L’analyse a montré que certains comptes qui diffusent des informations erronées ont en revanche du mal à se faire connaître sur TikTok : soit ils ne parviennent pas à créer une communauté, soit, dans la plupart des cas, leur compte est suspendu. Certaines de leurs vidéos parviennent tout de même à être visionnées plus d’un million de fois.
La montée du complotisme et de la désinformation a commencé en 2020 avec la pandémie de Covid-19 et les programmes de vaccination, mais elle s’est poursuivie en se concentrant sur des sujets tels que l’anti-immigration, la guerre en Ukraine, la rhétorique anti-LGBTQ+, le déni du changement climatique et les idéologies haineuses.
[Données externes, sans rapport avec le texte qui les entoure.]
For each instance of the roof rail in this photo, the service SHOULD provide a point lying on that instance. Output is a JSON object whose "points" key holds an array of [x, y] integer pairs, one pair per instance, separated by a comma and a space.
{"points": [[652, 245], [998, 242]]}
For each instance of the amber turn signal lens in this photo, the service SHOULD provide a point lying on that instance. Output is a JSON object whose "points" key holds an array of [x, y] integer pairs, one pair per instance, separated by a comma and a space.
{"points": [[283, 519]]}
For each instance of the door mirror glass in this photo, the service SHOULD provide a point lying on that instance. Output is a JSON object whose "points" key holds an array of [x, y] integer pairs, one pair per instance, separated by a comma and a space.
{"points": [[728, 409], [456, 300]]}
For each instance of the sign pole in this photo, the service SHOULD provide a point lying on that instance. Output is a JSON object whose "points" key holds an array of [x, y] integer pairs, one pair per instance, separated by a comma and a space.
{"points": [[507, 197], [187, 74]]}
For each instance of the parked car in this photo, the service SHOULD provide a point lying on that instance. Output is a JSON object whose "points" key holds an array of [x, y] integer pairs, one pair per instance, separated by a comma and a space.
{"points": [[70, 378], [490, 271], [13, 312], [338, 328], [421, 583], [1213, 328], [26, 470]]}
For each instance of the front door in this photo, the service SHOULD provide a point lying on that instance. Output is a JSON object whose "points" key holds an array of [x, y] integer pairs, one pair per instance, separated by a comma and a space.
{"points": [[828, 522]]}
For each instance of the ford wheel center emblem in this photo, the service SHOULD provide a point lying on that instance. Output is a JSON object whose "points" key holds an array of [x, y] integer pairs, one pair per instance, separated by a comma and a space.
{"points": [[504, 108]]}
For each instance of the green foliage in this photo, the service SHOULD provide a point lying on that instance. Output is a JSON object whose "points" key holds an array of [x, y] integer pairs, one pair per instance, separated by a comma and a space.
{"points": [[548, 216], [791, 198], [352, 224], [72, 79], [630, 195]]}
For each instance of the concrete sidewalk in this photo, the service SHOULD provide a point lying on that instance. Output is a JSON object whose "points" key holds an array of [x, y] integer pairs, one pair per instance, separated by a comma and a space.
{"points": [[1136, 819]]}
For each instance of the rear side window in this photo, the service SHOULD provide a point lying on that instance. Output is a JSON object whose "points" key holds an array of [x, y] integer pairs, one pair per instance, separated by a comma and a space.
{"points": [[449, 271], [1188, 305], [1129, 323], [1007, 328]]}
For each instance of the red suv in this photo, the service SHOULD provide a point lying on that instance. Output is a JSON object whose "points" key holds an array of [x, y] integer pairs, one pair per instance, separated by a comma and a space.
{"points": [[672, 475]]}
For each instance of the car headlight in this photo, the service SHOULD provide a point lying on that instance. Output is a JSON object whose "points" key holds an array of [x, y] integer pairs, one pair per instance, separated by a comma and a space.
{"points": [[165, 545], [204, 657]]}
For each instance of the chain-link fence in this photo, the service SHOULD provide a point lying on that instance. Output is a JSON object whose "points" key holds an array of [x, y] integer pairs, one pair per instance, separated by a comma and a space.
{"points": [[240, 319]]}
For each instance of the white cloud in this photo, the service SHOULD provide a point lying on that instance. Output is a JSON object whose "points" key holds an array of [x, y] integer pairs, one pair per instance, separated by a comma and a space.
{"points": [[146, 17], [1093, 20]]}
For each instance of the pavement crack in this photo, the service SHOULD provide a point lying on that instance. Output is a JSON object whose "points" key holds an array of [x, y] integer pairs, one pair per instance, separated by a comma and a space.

En Irlande aussi, les politiques ont aussi été régulièrement la cible de fausses informations.
L’analyse du contenu a montré que « les idéologies haineuses se répandent facilement, le soutien au nationalisme blanc, à l’antisémitisme et à l’islamophobie étant observé sur des plateformes comme Telegram et Instagram, tandis que le déni de l’Holocauste et la promotion de contenu nazi par des Irlandais sont constants sur des plateformes alternatives comme Gettr et Gab ». Gettr et Gab sont toutes deux des plateformes de médias sociaux américaines de technologie alternative (alt-tech) connues pour leurs bases d’utilisateurs conservateurs et d’extrême droite.
En Irlande même, les médias alternatifs irlandais sont très populaires dans les groupes qui diffusent des fausses informations. Le rapport a constaté que Gript.ie, un site médias alternatif conservateur irlandais, avait beaucoup de partages dans les groupes dits fringe (des groupes qui se définissent politiquement comme des organisations avec des idéologies en dehors des idées dominantes). Le rapport fait état de plus de 78 000 partages d’articles de Gript, souvent sur des sujets tels que la santé, l’immigration et les questions LGBTQ+.
En mars 2023, l’organisation nationale irlandaise des LGBT a relayé des statistiques publiées par An Garda Síochána, la police nationale et la sécurité de l’Irlande, selon lesquelles les crimes de haine contre les personnes LGBTQI+ ont augmenté de 30 % en 12 mois.
Pour la deuxième année consécutive, les personnes LGBTQI+ ont été le deuxième groupe de personnes le plus visé, après les messages à caractères racistes, en Irlande. Pádraig Rice, responsable de la politique et de la recherche chez LGBT Ireland, a déclaré que « les plateformes de médias sociaux doivent elles aussi répondre aux questions. Il est de plus en plus évident que la haine et les abus en ligne débordent sur la vie réelle. Facebook et Twitter, en particulier, doivent prendre des mesures et cesser de permettre à leurs sites d’être utilisés par des personnes qui maltraitent les autres. »
L’analyse des données montre comment la désinformation a explosé sur les médias sociaux, en particulier depuis 2020. Les communautés et les forums de discussion qui discutaient de conspirations au sujet de la pandémie de Covid-19 sont maintenant devenus des espaces de haine liés aux immigrés et à la communauté LGBTQ+. Selon les résultats de l’étude, les conversations et les mots-clés relatifs à la santé se recoupent le plus avec la politique irlandaise (6,4 %), suivie par les complots (2,9 %) et l’immigration (1,9 %).
L’ISD recommande aux plateformes de mieux appliquer leurs propres lignes directrices et de modérer les contenus publiés, afin de lutter contre la diffusion de contenus préjudiciables sur ces plateformes. Il est également recommandé d’examiner pourquoi et quels algorithmes permettent la diffusion de ces contenus. Aoife Gallagher, l’une des auteurs du rapport, estime qu’il est difficile de savoir à quel point ces idéologies sont répandues, mais que leur impact reste très sérieux, car les membres de ces groupes n’ont pas besoin d’avoir un pouvoir ou une représentation politique pour nuire aux personnes.